04. August 2021 · 10 Min Lesedauer
„Immer im Gespräch bleiben!“

Instagram, WhatsApp, TikTok – das ist die virtuelle Welt, in der sich Kinder und Jugendliche tagtäglich aufhalten. Gewollt oder nicht. Der Kinderschutzbund Bayern hat mit dem Projekt "Medienlöwen" ein Angebot an Schulen geschaffen, um dabei zu unterstützen, vorbereitet in diese Welt einzutauchen. Joana Leinberger hat mit Daniela Riedel über das Engagement des Kinderschutzbundes im Rahmen des Projekts "Medienlöwen" gesprochen.
Medienkompetenz im Fokus!
Joana Leinberger: Wie sind Sie auf die DATEV-Stiftung Zukunft aufmerksam geworden?
Daniela Riedel: Unser Vorstand des Kinderschutzbund Landesverband Bayern e.V. wurde durch einen Zeitungsartikel im Magazin „6+60“ im September 2019 auf die DATEV-Stiftung Zukunft aufmerksam und nahm daraufhin Kontakt mit Herrn Dr. Sebastian Sprenger auf.
Joana Leinberger: Beschreiben Sie doch Ihr Förderprojekt bitte einmal kurz. Was können wir uns darunter vorstellen?

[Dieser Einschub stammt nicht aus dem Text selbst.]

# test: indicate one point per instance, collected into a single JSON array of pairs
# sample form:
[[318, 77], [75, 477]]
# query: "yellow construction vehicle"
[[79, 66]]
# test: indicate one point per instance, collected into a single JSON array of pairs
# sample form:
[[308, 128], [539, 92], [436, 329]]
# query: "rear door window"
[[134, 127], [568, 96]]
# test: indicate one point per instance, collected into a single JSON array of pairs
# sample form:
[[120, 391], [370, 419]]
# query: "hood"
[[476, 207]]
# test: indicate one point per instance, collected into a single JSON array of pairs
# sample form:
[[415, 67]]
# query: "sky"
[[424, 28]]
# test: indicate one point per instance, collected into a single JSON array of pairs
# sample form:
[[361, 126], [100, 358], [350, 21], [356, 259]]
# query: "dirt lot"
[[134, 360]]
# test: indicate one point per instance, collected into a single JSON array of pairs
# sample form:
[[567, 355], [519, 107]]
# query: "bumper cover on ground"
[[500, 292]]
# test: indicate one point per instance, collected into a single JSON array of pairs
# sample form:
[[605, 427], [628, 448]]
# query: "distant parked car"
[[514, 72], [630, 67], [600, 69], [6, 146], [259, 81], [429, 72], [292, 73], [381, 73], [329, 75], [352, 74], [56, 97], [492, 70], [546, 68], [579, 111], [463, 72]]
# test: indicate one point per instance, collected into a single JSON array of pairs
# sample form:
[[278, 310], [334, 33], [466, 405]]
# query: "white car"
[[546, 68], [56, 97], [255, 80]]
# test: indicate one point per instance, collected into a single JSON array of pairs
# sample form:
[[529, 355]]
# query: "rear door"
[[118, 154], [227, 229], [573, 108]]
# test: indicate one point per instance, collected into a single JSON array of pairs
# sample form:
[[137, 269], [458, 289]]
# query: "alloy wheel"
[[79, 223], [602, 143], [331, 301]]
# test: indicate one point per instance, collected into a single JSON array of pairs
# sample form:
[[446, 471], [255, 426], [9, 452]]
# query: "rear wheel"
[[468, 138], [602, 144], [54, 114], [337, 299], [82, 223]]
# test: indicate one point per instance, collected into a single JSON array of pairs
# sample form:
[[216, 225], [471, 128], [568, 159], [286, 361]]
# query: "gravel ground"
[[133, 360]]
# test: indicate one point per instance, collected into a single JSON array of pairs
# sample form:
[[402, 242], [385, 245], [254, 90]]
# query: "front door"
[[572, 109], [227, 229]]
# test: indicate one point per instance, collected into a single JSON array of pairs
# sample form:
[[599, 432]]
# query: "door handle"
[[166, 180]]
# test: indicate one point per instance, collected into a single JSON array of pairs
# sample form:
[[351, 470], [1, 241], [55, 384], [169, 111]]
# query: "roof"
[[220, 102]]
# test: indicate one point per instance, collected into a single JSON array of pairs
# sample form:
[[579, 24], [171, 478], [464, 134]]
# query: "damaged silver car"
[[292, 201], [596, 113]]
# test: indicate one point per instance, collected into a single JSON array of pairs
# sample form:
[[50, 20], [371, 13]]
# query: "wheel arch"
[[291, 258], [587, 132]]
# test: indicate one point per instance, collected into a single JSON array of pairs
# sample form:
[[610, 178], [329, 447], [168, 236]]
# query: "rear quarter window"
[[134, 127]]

Daniela Riedel: Das Projekt „Medienlöwen – Münchner Medientraining“ richtet sich an Schülerinnen und Schüler der 4. bis 7. Jahrgangsstufe. Zusammen mit zwei Medienlöwen-Trainier*innen reflektieren die Kinder und Jugendlichen in ihrem Klassenverbund in 90-minütigen Workshops ihr eigenes und familiäres Medienverhalten und setzen sich aktiv und alltagsbezogen mit aktuellen Fragen rund um die Mediennutzung auseinander, wie z.B.: Was sind Daten und warum sind eigentlich fast alle Angebote kostenlos? Was sollte ich beim Posten von Fotos und Videos beachten? Wie gehen wir als Klasse mit Cybermobbing um? Wie filtere ich aus der Nachrichtenflut Falschmeldungen heraus? Die Schüler*innen lernen Rechte und Pflichten für einen respektvollen und sicheren Umgang mit Medien im digitalen Zeitalter kennen. Der Spaß an den Medien soll dabei nicht verloren gehen. Die pädagogischen Fachkräfte der Schule werden immer in das Training mit einbezogen (Klassleitung und Schulsozialarbeit). Das Konzept beinhaltet auch die Option für einen Eltern-Schüler*innen-Abend. Im Idealfall profitiert also die ganze Schulgemeinschaft von dem Projekt.
„Bei Kindern bestehen die größten Lücken im Medienhandeln und in der Medienkritik.“
Trainieren und Erfahrungen sammeln!
Joana Leinberger: Welche Ziele verfolgen die „Medienlöwen“ mit Ihrer Arbeit?
Daniela Riedel: Immer früher sind Kinder und Jugendliche in der Medienwelt aktiv und untereinander über Smartphones, Tablets oder PCs vernetzt. Mit unserem Medienkompetenztraining möchten wir Kinder, Jugendliche und deren Familien auf dem Weg zu einem verantwortungsvollen Umgang mit den Medien stärken und unterstützen. Sie erwerben die Fähigkeit, Medien bewusst, kritisch und den eigenen Bedürfnissen entsprechend zu nutzen. Sie lernen, die Gefahren zu erkennen und zu vermeiden. Sie werden an einen respektvollen Umgang miteinander in den sozialen Netzwerken herangeführt. Sie erwerben Handlungskompetenzen, um auch mit schwierigen oder strafrechtlich relevanten Inhalten, wie z.B. Cybergrooming umzugehen. Zusammen mit der Prävention ist uns auch die Nachhaltigkeit des Projektes wichtig. Zum einen können die pädagogischen Fachkräfte, die beim Training in der Klasse dabei sind, mit den Schülerinnen und Schülern weiter am Thema arbeiten. Zum anderen können wir mit aufeinander aufbauenden Workshops Klassen über mehrere Jahre begleiten.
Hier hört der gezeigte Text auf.